This article first appeared in the Energy and Carbon blog

In theory, solar power has always been the perfect solution to our energy needs. Not only do our lifes and the lifes of nearly all living organisms on our planet depend on the light from the sun for energy needs, but our fossil fuels all came about because of the sun. And the renewable energy advocates are right with their mantra that “If we cover a small part of the Sahara Desert with solar panels, we can power the world”. If the sun’s energy was effectively harnessed, which it can be with modern solar technologies, all of our global energy needs could be met with solar installations. This begs the question, why aren’t we doing it then. We are not using solar for our energy needs because it is still very cheap to take fossil fuels from the ground and in addition we have a huge global infrastructure which has been built up over the last 100 years to excavate, transport and harness those fuels. However this is changing as electricity becomes the most important energy source powering our homes, businesses and entire economic systems and as solar costs plummet.

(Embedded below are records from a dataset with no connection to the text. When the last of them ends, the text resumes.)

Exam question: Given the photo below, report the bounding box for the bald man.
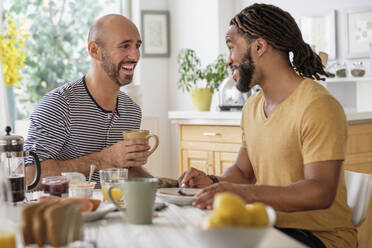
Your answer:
[25,14,151,189]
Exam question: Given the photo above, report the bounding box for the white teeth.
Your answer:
[121,65,134,70]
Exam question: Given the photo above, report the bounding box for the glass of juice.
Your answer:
[99,168,128,204]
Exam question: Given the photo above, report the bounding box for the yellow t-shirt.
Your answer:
[241,79,357,248]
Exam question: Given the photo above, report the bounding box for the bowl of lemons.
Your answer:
[189,192,276,248]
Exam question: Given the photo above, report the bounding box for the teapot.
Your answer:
[0,126,41,202]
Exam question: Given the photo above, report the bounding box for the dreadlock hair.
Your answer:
[230,3,327,80]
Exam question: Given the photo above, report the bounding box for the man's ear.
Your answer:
[88,41,101,60]
[255,38,269,56]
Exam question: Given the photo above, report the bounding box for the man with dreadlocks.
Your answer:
[179,4,357,248]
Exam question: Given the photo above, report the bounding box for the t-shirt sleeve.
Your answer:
[301,96,347,164]
[24,92,70,165]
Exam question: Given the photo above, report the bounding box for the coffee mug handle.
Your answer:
[107,186,125,210]
[146,134,159,156]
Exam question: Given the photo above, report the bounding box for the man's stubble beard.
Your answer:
[236,50,255,93]
[101,51,133,87]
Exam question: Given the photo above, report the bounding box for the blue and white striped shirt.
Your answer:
[24,77,141,167]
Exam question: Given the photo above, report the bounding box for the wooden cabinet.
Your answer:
[179,123,372,248]
[179,125,241,175]
[344,123,372,248]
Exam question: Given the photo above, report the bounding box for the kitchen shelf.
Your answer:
[322,77,372,83]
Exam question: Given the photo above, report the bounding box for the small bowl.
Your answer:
[61,172,86,183]
[68,182,96,198]
[351,69,366,77]
[188,206,276,248]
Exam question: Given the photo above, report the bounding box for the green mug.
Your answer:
[107,178,158,225]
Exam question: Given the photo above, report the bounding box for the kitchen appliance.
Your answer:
[218,77,252,111]
[0,126,41,202]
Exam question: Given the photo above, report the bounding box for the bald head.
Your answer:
[88,14,138,46]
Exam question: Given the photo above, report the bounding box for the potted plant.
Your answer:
[177,49,228,111]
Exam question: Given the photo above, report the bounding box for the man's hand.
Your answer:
[192,182,249,209]
[102,139,151,167]
[178,167,213,188]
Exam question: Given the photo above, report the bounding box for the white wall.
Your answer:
[132,0,173,176]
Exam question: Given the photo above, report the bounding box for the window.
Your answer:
[2,0,126,125]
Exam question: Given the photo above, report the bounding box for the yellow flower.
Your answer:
[0,12,29,87]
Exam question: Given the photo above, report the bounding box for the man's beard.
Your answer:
[102,51,133,87]
[236,50,255,93]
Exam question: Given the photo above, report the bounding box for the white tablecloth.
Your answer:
[84,204,305,248]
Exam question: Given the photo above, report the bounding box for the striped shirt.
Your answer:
[24,77,141,185]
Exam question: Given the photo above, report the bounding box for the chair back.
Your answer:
[344,170,372,226]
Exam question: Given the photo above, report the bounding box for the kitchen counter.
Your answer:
[168,111,372,126]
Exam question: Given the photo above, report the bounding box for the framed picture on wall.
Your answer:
[297,10,336,60]
[345,7,372,58]
[141,10,170,57]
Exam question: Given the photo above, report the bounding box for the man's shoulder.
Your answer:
[296,79,341,108]
[35,78,84,112]
[242,90,263,113]
[47,77,85,97]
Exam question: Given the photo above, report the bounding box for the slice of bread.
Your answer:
[32,198,59,247]
[44,202,82,247]
[21,201,45,245]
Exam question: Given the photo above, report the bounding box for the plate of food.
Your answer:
[156,188,201,205]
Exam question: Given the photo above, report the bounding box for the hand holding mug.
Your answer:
[123,130,159,161]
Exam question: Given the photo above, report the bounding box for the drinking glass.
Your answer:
[99,168,128,204]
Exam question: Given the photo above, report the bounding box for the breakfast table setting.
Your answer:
[0,184,306,248]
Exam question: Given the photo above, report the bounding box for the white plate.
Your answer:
[156,188,201,205]
[187,206,276,248]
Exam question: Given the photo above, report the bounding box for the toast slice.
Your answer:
[21,201,45,246]
[32,199,59,247]
[44,203,82,247]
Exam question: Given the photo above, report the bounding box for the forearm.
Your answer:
[26,149,114,190]
[237,179,335,212]
[218,164,256,184]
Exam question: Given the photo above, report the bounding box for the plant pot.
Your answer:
[189,88,213,111]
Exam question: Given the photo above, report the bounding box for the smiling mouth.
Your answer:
[120,64,135,72]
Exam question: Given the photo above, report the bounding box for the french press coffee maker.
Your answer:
[0,126,41,202]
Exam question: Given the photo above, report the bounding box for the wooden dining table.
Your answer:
[84,204,306,248]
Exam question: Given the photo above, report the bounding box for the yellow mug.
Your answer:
[123,130,159,161]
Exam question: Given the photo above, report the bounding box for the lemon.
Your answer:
[213,192,250,226]
[201,212,234,229]
[245,202,269,227]
[0,229,16,248]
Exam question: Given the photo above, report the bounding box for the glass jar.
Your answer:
[41,176,69,197]
[335,62,347,78]
[350,61,366,77]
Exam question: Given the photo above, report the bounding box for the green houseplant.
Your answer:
[177,49,228,111]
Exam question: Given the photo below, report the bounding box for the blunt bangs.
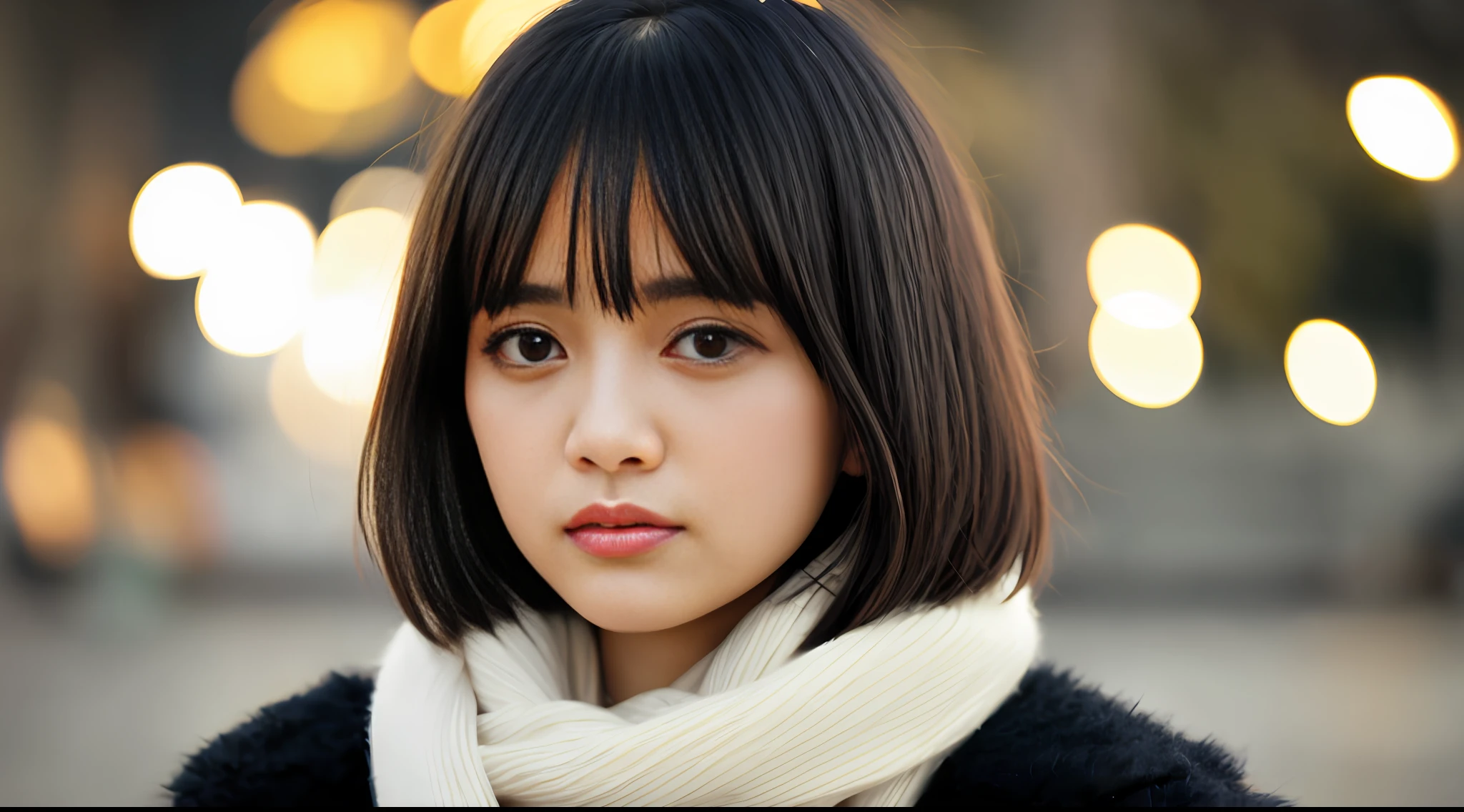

There are two ways to capture the sun’s energy to produce electricity: Concentrated Solar Power (CSP) and Solar Photovoltaic (PV). As the name suggests, CSP plants produce electricity by concentrating the sun’s rays, usually to boil water. Yet, despite the fact that CSP off the shelf components have been around for many years now, the technology has never really gained much traction. Part of the reason is that it has not been able to push its costs down particularly in comparison to solar PV. Plus, clear skies for direct sunlight are needed (ruling out most of Europe and a lot of Asia for deployment), and the systems need to be large in scale making them unsuitable for rooftops or decentralised installations.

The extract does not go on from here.